Kommentar von Richard Wilhelm:
Es ist eine Zeit, da die Gemeinen im Vordringen sind und eben im Begriff stehen, die letzten Starken und Edlen zu verdrängen. Darum, weil das im Lauf der Zeit begründet ist, ist es für den Edlen unter solchen Umständen nicht förderlich, etwas zu unternehmen. Aus den Bildern und ihren Eigenschaften ist das rechte Verhalten in solchen widrigen Zeiten zu entnehmen. Das untere Zeichen bedeutet die Erde, deren Eigenschaft die Fügsamkeit und Hingebung ist, das obere Zeichen bedeutet den Berg, dessen Eigenschaft die Stille ist. Das legt den Rat nahe, sich in die böse Zeit zu fügen und stille zu sein.

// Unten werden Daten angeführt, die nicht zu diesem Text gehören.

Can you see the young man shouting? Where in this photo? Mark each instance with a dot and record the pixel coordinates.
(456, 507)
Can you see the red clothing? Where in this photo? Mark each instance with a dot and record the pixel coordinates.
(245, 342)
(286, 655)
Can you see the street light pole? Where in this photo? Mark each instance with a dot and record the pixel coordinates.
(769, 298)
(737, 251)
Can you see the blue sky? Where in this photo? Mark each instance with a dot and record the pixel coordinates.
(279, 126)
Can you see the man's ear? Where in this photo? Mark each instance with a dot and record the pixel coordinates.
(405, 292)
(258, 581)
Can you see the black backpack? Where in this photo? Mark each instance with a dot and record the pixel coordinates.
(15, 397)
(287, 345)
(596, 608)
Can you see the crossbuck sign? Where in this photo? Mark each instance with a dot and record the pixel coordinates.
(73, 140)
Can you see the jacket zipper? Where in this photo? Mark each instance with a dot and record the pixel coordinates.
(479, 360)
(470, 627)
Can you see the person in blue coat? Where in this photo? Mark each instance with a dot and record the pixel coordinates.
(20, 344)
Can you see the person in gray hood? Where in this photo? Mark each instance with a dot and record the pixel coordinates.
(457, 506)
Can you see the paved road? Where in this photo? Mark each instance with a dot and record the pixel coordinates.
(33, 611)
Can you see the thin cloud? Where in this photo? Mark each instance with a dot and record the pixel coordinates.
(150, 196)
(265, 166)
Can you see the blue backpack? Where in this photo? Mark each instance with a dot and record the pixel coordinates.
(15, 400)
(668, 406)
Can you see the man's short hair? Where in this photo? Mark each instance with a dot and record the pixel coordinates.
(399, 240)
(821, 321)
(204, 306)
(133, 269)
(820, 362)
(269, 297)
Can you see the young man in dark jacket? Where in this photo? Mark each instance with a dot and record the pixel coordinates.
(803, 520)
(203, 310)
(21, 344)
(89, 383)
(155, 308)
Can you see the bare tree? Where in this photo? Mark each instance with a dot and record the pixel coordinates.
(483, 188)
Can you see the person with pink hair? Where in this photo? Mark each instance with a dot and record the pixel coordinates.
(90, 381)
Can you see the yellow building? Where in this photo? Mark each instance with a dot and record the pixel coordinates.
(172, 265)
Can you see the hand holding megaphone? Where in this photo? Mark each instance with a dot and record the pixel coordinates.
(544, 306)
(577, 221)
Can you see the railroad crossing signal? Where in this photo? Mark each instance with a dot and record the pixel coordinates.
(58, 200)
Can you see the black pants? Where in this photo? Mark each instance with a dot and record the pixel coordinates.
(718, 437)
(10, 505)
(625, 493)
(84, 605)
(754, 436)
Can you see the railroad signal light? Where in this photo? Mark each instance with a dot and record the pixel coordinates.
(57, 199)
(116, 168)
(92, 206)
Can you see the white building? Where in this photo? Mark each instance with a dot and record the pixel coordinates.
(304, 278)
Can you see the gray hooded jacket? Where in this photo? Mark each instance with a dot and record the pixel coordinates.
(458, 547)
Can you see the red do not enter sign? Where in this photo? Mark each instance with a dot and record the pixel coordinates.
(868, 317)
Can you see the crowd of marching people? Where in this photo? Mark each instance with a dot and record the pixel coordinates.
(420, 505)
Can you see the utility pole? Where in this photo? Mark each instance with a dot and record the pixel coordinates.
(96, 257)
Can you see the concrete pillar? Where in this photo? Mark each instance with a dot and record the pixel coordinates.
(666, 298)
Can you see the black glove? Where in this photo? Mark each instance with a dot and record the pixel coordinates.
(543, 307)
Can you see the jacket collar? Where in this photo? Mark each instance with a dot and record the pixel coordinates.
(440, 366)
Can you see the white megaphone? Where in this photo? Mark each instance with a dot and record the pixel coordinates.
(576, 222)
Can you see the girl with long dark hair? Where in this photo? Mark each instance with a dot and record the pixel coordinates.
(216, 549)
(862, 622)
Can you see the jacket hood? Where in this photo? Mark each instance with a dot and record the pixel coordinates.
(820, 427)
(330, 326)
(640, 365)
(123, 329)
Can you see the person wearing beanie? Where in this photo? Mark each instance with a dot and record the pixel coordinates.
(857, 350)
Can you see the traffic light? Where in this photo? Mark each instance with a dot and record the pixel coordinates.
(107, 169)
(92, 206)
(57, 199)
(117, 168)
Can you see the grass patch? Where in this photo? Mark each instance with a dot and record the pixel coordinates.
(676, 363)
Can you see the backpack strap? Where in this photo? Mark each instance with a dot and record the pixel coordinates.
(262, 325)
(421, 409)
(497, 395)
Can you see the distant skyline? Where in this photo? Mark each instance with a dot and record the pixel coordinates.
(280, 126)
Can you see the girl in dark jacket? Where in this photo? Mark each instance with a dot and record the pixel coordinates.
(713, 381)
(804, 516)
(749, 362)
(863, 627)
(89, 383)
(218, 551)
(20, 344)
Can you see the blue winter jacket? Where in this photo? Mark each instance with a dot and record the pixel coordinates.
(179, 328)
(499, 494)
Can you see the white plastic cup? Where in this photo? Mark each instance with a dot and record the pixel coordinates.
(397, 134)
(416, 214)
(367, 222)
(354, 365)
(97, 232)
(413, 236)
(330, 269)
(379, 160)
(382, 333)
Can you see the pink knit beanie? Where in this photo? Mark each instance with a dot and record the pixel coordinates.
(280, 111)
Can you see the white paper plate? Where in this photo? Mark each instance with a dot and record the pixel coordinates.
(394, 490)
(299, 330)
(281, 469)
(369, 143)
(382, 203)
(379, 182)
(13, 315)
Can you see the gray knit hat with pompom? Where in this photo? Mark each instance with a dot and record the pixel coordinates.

Es handelt sich hier nicht um menschliches Machen, sondern um Zeitverhältnisse, die nach himmlischen Gesetzen auch einen Wechsel von Zunahme und Abnahme, Fülle und Leere zeigen. Diesen Zeitverhältnissen läßt sich nicht entgegenwirken. Daher ist es nicht Feigheit, sondern Weisheit, wenn man sich fügt und vermeidet zu handeln.
Das Bild der Zukunft
Der Berg ruht auf der Erde: das Bild der Zersplitterung. So können die Oberen nur durch reiches Spenden an die Unteren ihre Stellung sichern.
Kommentar von Richard Wilhelm:
Der Berg ruht auf der Erde. Wenn er steil und schmal ist und keine breite Grundlage hat. so muß er einstürzen. Nur dadurch. daß er breit und groß sich aus der Erde erhebt, nicht stolz und steil, ist seine Stellung gesichert. So ruhen auch die Herrschenden auf der breiten Grundlage des Volks. Auch für sie gilt es, freigebig und großzügig zu sein, wie die Erde, die alles trägt; dann werden sie ihre Stellung in Sicherheit bringen wie die Ruhe eines Berges.